Delivering a homily for local political leaders, Archbishop Bernard Longley said that one of the principal aims of the Second Vatican Council of reaching out to the world in dialogue still needed to be realised.

“Fifty years on, we still need to look at the world not as an enemy that is indifferent or even hostile to the message of the Gospel, but as the place where God’s salvation has already reached into people’s lives through the love of his Son Jesus Christ,” the archbishop said at the annual Civic Mass at St Chad’s Cathedral, Birmingham, last Sunday.

“As a demonstration of our Christian faith, we need above all to find ever fresh ways to show the love of God for the world he made and cherishes.”

His remarks appeared to strike a different tone to that of the Bishop of Shrewsbury, Mark Davies, who in a pastoral letter this month said that Christians in Britain at times experience antagonism to their faith. 

Last week, The Tablet reported that Birmingham had axed the Nativity trail, organised by the city’s art gallery, which featured religious paintings and was praised by the archbishop and other Christian leaders.
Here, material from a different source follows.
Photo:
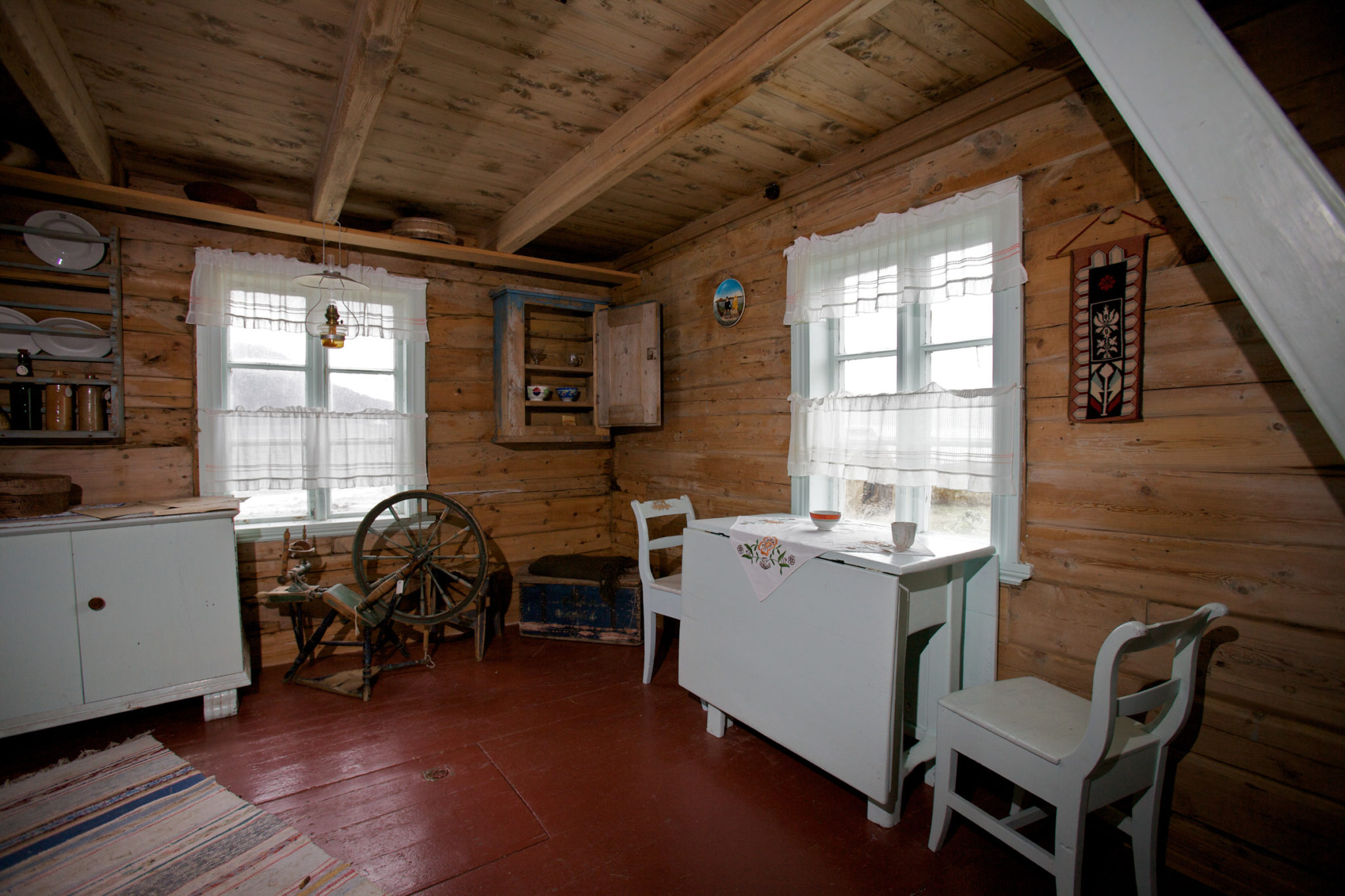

The trail had been stopped due to funding cuts. 

In his homily, Archbishop Longley did not mention the Nativity trail, but instead noted the presence of the crib in Birmingham’s city centre in the German Market as a “powerful reminder of God’s love come into the world”.

He pointed out that faith must be linked to action and praised the “generous outreach” of the work of faith communities in the city. He singled out the Anawim project in Balsall Heath, Birmingham, which supports women caught up in prostitution and drug abuse, run by the Sisters of Our Lady of Charity and the Father Hudson’s Society.